We confirmed our results using the testing set. Using the same risk score formula, 172 CRC patients can be classified into a high-risk group (n = 77) and a low-risk group (n = 95) with the same cutoff point derived from the training dataset. The result showed that a significant difference of overall survival between the high-risk group and the low-risk group (P-value = 0.00439, median 17.5 months vs. 23 months; Figure 2A). The AUC value in the testing set was 0.712 at the overall survival of four years, and the lncRNA risk score was significantly associated with patients’ overall survival (Table 2). Next, we performed the same analysis in the entire TCGA CRC dataset. similar results were obtained. The lncRNA signature can classify 344 CRC patients into a high-risk group (n = 166) and a low-risk group (n = 178) with significant difference of overall survival (P-value = 6.9E-05, median 16 months vs. 23 months; Figure 2B). The AUC value in the entire set was 0.721 at the overall survival of four years. Further analysis indicated that lncRNA risk score was significantly associated with CRC patients’ overall survival in the entire TCGA CRC dataset (Table 2). We further validated our lncRNA signature in an independent CRC data (GSE14333). As shown in Figure 2C, lncRNA signature can effectively predict overall survival in CRC patients. A significant difference of overall survival between the high-risk group (n = 125) and the low-risk group (n = 72) was observed (P-value = 0.0183, median 38.3 months vs. 58.3 months).
Figure 2

The Kaplan-Meier curves of overall survival between high-risk and low-risk patients in the testing, entire dataset and another independent dataset

(A) The Kaplan-Meier curves for the testing dataset. (B) The Kaplan-Meier curves for the entire dataset. (C) The Kaplan-Meier curves for the dataset from Gene Expression Omnibus database.

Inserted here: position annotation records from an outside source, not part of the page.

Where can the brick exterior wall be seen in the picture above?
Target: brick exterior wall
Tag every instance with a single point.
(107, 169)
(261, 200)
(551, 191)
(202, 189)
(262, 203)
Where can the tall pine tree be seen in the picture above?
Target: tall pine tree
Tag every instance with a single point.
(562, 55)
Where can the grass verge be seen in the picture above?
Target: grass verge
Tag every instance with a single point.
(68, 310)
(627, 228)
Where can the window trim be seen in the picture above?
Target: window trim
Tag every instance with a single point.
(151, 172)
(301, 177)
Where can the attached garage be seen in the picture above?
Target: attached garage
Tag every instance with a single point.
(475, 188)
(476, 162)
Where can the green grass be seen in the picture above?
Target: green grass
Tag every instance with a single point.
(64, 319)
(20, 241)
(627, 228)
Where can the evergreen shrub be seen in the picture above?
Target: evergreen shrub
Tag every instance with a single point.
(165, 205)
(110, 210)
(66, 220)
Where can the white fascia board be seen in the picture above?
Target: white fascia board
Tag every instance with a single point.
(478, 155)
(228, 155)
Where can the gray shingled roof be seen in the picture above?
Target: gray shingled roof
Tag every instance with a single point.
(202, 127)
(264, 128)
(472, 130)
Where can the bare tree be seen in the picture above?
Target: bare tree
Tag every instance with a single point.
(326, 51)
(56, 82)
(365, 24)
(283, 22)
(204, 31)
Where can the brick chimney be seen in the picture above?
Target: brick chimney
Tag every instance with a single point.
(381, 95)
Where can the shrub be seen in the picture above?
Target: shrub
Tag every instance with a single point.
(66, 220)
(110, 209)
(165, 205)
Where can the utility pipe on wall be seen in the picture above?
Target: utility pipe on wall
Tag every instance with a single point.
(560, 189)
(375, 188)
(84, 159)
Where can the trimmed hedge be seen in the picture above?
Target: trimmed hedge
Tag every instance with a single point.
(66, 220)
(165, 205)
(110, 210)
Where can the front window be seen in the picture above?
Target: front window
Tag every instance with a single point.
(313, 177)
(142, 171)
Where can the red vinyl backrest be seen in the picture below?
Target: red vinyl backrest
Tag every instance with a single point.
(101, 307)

The Kaplan-Meier curves of overall survival between high-risk and low-risk patients in the testing, entire dataset and another independent dataset

(A) The Kaplan-Meier curves for the testing dataset. (B) The Kaplan-Meier curves for the entire dataset. (C) The Kaplan-Meier curves for the dataset from Gene Expression Omnibus database.

Independence of the lncRNA signature for survival prediction from other clinical variables

We examined whether the prognostic power of the lncRNA signature was independent of other clinical variables, such as age, gender, subtype and tumor stage. The multivariate Cox regression analyses were performed, and the results suggested that the lncRNA risk score was also significantly associated with overall survival. The lncRNA signature still maintained a significant association with overall survival after adjustment for other clinical variables (Table 2). The result showed that patient age and tumor stage were significantly associated with overall survival. A series stratified analyses have been performed according to age and tumor stage, respectively. At first, all CRC patients were stratified into a younger group (n = 132, age < 65) and an elder group (n = 212, age ≥ 65). The lncRNA signature can divided the younger group into a high-risk subgroup (n = 85) and a low-risk subgroup (n = 47) with significant difference of survival (P-value = 0.00416, median 23 months vs. 50.85 months; Figure 3A). As for the elder group, the four-lncRNA signature was also able to classify them into a high-risk subgroup (n = 147) and a low-risk subgroup (n = 65) with significantly different survival (P-value = 0.00742, median 13.3 months vs. 20.1 months; Figure 3B). Next, all CRC patients were stratified by tumor stage into an early subgroup (stage I and II, n = 196) and a late subgroup (stage III and IV, n = 148), respectively. The result of stratified analysis showed effective prognostic power in both early subgroup and late subgroup. As shown in Figure 4A, patients in the early subgroup can be divided into a high-risk group (n = 92) with shorter survival and a low-risk group (n = 104) with longer survival (P-value = 0.00189, median 26 months vs. 51.05 months). Similar results were obtained in the late subgroup (P-value = 2.48E-04, median 16 months vs. 24.5 months; Figure 4B). These result demonstrated that the prognostic ability of lncRNA signature is independent of other clinical variables for the prediction of survival in CRC patients.
Figure 3

Survival analyses of all CRC patients stratified by age and tumor stage with the four-lncRNA signature

(A) The Kaplan-Meier curves for the younger dataset. (B) The Kaplan-Meier curves for the elder dataset.

Figure 4

Survival analyses of all CRC patients stratified by tumor stage with the four-lncRNA signature

(A) The Kaplan-Meier curves for the early stage dataset. (B) The Kaplan-Meier curves for the late stage dataset.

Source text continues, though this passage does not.